A partir de un famoso artículo de Adrienne Rich sobre la heterosexualidad es que se empezó a hablar de la heterosexualidad como un régimen, es decir; como heteronormatividad. Aunque cabe mencionar que el concepto también debe historia a Gayle Rubin, Michael Warner y Monique Wittig.

¿Y qué es esto de la heteronormatividad? Básicamente, el concepto hace alusión al régimen que se impone en (cualquier) sociedad para establecer mediante normas, creencias, valores, prácticas, deberes, mecanismos, en fin, ideas que nos llevan a normalizar la experiencia y expresión heterosexual como lo correcto, sano y como un modelo a seguir en el establecimiento de relaciones erótico-afectivas.

La heteronormatividad se nutre de binarismos de género, como por ejemplo creer que a cada masculino corresponde un femenino, de binarismos sexuales, como que a cada hombre le corresponde una mujer o bien, binarismos eróticos, en donde por un lado se encuentra la heterosexualidad (la norma) y en otro la homosexualidad y lo femenino (la otredad).

Todas estas ideas tienen consecuencia en prejuicios y limitaciones sobre las diversas maneras de vivir la sexualidad.
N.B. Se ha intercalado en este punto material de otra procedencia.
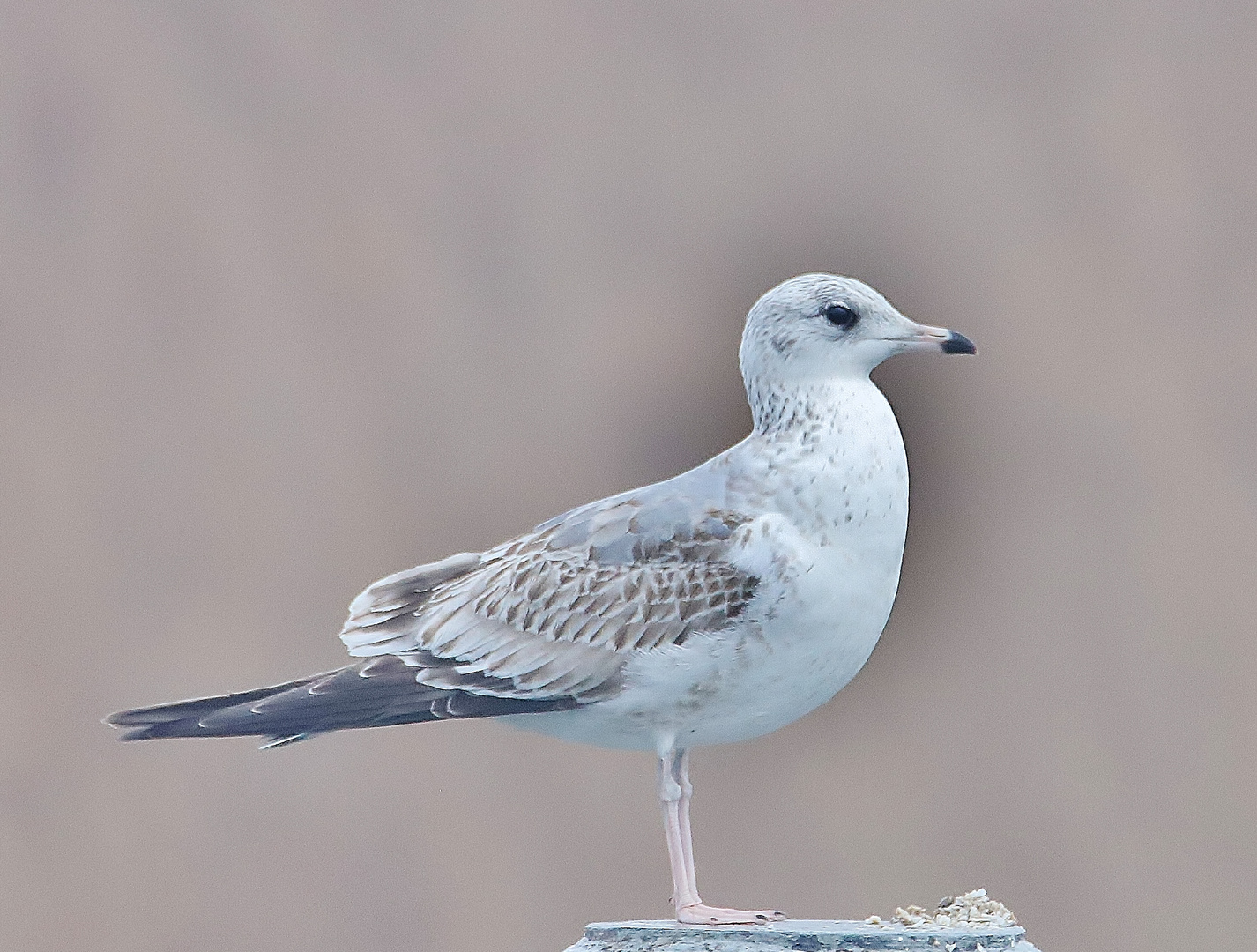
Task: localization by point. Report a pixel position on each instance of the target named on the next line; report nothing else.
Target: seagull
(710, 607)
Nos limitan en la comprensión de que puede haber hombres femeninos heterosexuales, mujeres femeninas lesbianas o personas transgénero asexuales, por ejemplo.

Este sistema de ideas ha jerarquizado una forma de vida que se ha impuesto no sólo en códigos de conducta y comportamientos muchas veces internalizados, sino también que ha tenido repercusión en las leyes, formas de organización social y que se puede ver en innumerables aspectos como por ejemplo en símbolos culturales de gran influencia, por lo que la heteronormatividad se ha impuesto como un orden social y cultural que legitima todo lo que allí se presenta, de allí la importancia de transicionar, visibilizar y reconocer otras realidades posibles, una tarea nada fácil, pero necesaria.
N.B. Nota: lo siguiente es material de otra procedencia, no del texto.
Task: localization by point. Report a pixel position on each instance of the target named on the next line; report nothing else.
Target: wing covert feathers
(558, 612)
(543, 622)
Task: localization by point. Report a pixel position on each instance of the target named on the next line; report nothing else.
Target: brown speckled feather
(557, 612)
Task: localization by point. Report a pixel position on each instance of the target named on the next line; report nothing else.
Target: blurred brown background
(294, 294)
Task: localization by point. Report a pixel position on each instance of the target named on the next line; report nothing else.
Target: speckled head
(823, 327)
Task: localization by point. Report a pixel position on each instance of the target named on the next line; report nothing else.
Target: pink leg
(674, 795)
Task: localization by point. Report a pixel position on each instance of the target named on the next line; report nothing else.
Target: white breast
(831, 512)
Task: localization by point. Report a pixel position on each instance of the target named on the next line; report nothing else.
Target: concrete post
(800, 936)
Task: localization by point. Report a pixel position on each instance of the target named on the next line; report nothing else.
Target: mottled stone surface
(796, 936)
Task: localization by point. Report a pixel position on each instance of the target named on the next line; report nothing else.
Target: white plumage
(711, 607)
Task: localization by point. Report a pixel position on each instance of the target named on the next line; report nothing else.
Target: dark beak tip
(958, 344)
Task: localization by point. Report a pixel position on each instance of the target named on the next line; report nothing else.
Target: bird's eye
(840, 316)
En pleno siglo XXI y como lo han dicho por allí, este será el siglo del valor de la diversidad, por lo que es necesario difundir, promover y legitimar otros esquemas de pensamiento. Es por ello importante el reconocimiento de todas las formas de diversidad sexual como opciones no solamente eróticas y sexuales que tienen las personas en posibilidad de ejercer sino también las expresiones de la diversidad sexual, todas en su conjunto, deben ser reconocidas como expresiones culturales de la diversidad social. En ese sentido, es un derecho cultural que cada ciudad debe otorgar y promover en sus ciudadanos, por lo que se deben abrir espacios y ofrecer información pertinente a estos grupos que no siguen la heteronorma o no les interesa, y entonces se debe promover los bienes culturales que estos grupos consumen para su beneficio como colectivo o bien, sus valores como grupo y atender sus problemáticas para lograr un beneficio de realización individual y colectivo.